01 April, 2011

[SFAP] Chapter 2:5

This is the fifth section of the second chapter of Sonnets from a Proton. The novel starts here.
The next section is here.


The door to Gwen’s office opened without a knock, without a ring of a bell. No announcement, no guards, just an open door, a surprised Malka and a smiling Gwen.
“Ah, you’re here; good, come in.”
Malka made her way slowly into the room “I thought I should start with reporting into you properly Sir.”
Gwen gave her the kind of look that really needed a set of glasses to look over to pull off successfully “You haven’t spoken to anyone else have you?”
“No Sir”
“You just came straight here?”
“Yes Sir”
“You keep calling me Sir.”
“Yes Sir”
“You know what we said about more tests”
“Yes Sir”
“Remember what we said about those.”
“Yes” Malka hesitated
“Good. Maybe it won’t take too long to re-train you.”
“Permission to speak freely?”
“No more than usual.”
Malka hesitated again but thought she was getting the sense of the conversation, “What am I doing here?”
“Wrong question. The question you want to know the answer to is what are we all doing here.”
“The human race? Us on this base? You and I in this room?”
“Good you can learn. But not quite, let me try and guide you, what made you come here, why did you choose this as your next posting?”
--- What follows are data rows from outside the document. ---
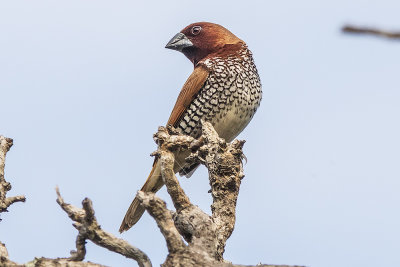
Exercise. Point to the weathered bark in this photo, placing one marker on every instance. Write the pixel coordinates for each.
(371, 31)
(206, 235)
(5, 202)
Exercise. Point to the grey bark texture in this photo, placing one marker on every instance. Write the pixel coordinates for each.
(371, 31)
(205, 235)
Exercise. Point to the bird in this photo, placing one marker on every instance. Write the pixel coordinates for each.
(223, 89)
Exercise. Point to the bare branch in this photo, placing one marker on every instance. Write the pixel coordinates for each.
(86, 224)
(158, 210)
(371, 31)
(5, 202)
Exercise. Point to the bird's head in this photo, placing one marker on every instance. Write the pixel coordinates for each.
(199, 40)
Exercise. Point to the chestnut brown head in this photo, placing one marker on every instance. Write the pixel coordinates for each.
(199, 40)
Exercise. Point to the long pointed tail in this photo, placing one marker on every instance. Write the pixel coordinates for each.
(153, 183)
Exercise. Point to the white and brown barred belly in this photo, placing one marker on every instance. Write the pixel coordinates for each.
(229, 97)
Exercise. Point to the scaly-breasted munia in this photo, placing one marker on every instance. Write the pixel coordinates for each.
(224, 89)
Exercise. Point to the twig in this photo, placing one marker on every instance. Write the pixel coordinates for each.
(86, 224)
(370, 31)
(5, 202)
(158, 210)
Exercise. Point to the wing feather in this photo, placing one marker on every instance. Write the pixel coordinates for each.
(189, 91)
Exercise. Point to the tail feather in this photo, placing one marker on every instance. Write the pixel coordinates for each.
(153, 183)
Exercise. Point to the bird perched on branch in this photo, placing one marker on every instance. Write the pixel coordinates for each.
(223, 89)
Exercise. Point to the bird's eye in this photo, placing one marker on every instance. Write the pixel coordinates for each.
(195, 30)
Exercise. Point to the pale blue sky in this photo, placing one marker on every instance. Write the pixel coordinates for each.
(85, 84)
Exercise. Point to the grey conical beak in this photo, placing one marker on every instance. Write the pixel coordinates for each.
(178, 42)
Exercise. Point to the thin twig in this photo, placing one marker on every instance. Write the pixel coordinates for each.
(89, 229)
(5, 202)
(371, 31)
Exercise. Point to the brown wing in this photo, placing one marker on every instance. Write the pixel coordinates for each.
(154, 182)
(190, 89)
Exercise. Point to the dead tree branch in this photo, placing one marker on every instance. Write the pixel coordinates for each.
(205, 235)
(5, 202)
(89, 229)
(371, 31)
“It was a good promotion. Unusual environment.”
“And?”
“There wasn’t much more Sir.”
“Oh there was. You see I know the reputation we have. It’s not a great one and you certainly aren’t the normal sort of candidate we attract. So I ask again why? And please don’t try my patience by trying to lie.”
“May I sit down sir?”
“Good god woman, how slow a study are you?”
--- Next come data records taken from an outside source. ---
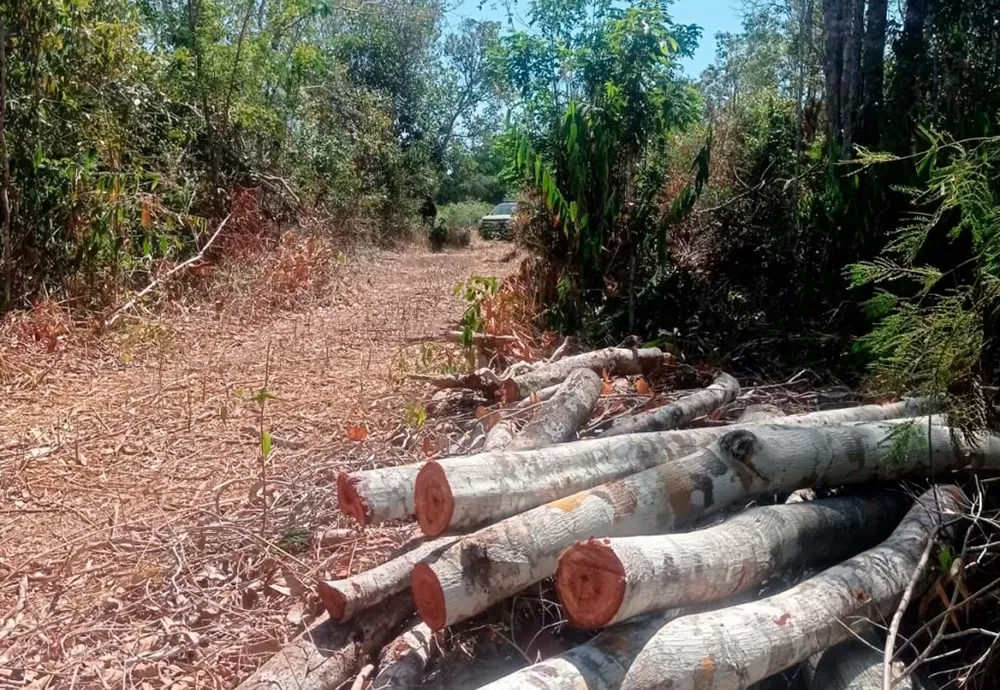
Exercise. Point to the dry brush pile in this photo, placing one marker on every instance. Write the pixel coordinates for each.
(715, 556)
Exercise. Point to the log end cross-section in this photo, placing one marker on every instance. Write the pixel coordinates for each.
(433, 499)
(591, 583)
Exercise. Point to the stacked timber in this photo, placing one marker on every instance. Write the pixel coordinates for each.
(613, 509)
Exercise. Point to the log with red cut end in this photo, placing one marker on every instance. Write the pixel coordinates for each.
(345, 598)
(496, 562)
(469, 492)
(329, 654)
(380, 495)
(678, 413)
(615, 360)
(730, 648)
(605, 581)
Malka took the nearest seat to her facing Gwen. She thought for a moment “What reputation do you think you have?”
“I didn’t say think, I said know. Besides I asked you first, so answer.”
“I thought I could bring some discipline here. I have always been a believer in the right attitude at the right time, work hard play hard, but I don’t like the slack attitude this place has a reputation for and what I’ve seen so far supports that. I thought I would go far by making a positive difference here”
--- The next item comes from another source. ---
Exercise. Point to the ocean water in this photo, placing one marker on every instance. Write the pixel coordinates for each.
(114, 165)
“I’m glad I didn’t give you full permission to speak freely otherwise I hate to think what you’d have said” Gwen smiled “You really should have listened to me when I left last night you’d have learned a lot this morning, as it is I’ll have to hand hold you through it now.”
“Would I learn much from ill disciplined troops?”
“Yes. And they’re not ill disciplined they have a certain skill set.”
“I don’t understand”
“Then I’ll explain.” Gwen seemed to be trying to get herself comfortable in her chair “What enemy were you trained to fight?”
“Any enemy.”
“Really, they taught you politics, language, economics, xenobiology, did they?”
“The basics sir”
“Put a cadet who knows the basics against a seasoned veteran and what happens?”
“The veteran normally wins”
“Yes, why? They’ve had the same training.”
“More experience, the veteran is less likely to hesitate. The veteran is more practiced, things come more automatically.”
“Anything else”
“A thousand other things”
“Exactly. So how can you fight any enemy without being practiced against all enemies? If you put a veteran of the Crimean wars against a raw recruit from the Saudi wars, I think the raw recruit would win even if both were given equal weapons because the raw recruit will be experienced with the modern weapons. So how do you drill someone to cope with all warfare possibilites?”
“It’s not possible”
“Exactly. So we have the worst or if you like the best job in the military we train to fight the unknowable enemy that may never come. We are planning and training to fight the unknown and unknowable.”
“And you do this by encouraging slack discipline, insubordination  and ignoring thousands of years of military precedence?”
“By jove I think you almost have it.”
“What?” exclaimed Malka incredulously
“You know, but you don’t yet know that you know. Let me start from the beginning.”